谷あゆみさん なぜ、そこまでして「ばんえい競馬」を残したいのか?
 その答えが、私の中ではとても新鮮で、なるほどと目が開かれる思いだった。
 「ばんえい競馬存続への思いは人によっていろいろあるが、私の思いとして……」と前置きして、「馬をこの北海道にずっと残したいという思い」と言う。
 ばんえい競馬が無くなれば、かつて農耕馬として活躍した馬が北海道からいなくなる。馬の生産が肉としてだけになっていいのか。馬のいる北海道の素晴らしさを残すべきではないか、と。
 「北海道の開拓には農耕馬の力が欠かせなかったわけですものね」と問いかけると、
 「その血が流れているのがばんえいのばん馬。脈々と続いてきた歴史を繋ぎたい」と力を込めた言葉が返って来た。競馬はブラッドスポーツ。血筋を繋いでいくというのは、サラブレッドがお馴染みだが、ばん馬も開拓時代から途切れることなく続いてきた血の継続なのだ、と。
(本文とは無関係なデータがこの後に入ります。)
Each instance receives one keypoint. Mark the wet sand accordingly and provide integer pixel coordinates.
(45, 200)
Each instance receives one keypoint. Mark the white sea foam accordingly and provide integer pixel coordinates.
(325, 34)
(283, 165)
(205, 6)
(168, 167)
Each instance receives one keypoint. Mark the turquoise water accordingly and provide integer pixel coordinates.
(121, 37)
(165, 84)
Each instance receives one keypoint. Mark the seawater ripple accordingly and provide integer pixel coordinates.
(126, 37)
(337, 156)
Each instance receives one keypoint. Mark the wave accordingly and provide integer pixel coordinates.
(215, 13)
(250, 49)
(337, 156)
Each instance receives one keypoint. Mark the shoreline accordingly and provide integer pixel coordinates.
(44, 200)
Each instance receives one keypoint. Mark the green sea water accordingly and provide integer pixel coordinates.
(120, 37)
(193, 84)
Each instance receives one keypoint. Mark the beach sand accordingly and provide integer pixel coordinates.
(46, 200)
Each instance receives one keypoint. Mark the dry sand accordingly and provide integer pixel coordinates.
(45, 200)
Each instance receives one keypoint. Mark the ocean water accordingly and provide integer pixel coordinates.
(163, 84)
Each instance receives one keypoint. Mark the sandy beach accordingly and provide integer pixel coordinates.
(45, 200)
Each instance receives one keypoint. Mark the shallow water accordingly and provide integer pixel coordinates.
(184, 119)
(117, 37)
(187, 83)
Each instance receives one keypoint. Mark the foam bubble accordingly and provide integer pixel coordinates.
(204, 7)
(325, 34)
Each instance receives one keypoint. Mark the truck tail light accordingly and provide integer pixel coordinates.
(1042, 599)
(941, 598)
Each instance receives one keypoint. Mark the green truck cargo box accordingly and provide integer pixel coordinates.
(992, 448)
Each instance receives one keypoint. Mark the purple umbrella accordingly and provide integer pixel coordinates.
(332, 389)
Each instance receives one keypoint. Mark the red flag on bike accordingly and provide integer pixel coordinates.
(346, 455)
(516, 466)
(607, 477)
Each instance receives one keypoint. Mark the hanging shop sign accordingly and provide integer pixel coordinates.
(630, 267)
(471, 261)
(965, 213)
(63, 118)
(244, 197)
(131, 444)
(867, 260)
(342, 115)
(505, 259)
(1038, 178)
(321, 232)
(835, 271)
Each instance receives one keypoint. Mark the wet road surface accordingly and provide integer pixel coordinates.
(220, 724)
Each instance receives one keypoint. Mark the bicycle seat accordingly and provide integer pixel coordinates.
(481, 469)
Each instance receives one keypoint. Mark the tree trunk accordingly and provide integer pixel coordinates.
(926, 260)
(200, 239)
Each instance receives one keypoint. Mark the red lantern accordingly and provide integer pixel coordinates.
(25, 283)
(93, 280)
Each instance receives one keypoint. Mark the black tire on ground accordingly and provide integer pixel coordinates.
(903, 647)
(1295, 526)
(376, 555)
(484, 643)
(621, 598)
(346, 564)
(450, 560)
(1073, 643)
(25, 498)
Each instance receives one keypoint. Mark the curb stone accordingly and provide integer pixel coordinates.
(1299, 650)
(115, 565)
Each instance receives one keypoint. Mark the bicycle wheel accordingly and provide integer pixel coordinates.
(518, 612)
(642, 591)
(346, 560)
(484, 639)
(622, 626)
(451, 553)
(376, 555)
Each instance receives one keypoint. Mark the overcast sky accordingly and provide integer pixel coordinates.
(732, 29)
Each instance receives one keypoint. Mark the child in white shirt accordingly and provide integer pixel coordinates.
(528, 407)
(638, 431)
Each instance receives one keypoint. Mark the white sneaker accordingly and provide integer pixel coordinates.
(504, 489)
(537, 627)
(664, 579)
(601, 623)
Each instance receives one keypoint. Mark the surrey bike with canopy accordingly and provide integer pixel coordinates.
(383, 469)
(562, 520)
 この地球上には、人間しか住んでいないと錯覚して傍若無人の振る舞いをしてしまうと、生き物のひとつの種類である人間も滅びの一途を辿っていくだろう。
 そして、現代の私達が、「今」に繋がってきた「過去」に思いを馳せることを忘れてしまえば、かけがえのない大切なものも途切れてしまうだろう。
 そんなふうに、歴史が育んだ文化という「窓」で「ばんえい競馬」を観る奥深さということが、今回いただいた視点だった。

 奈良で生まれ育った谷さんがふと表現した一言。
 「案外、北海道に住んでいる人達が、北海道の素晴らしさに気づいていない」

 人はけっこう見ているようで、見ていない。
 自分が見たいようにしか、見ていない。
 見えていないところに「宝」が埋まっていたとしたら、なんと残念なことか。

 新しい景色を見通せる窓、それを開ける鍵は、人が語る言葉の中にある。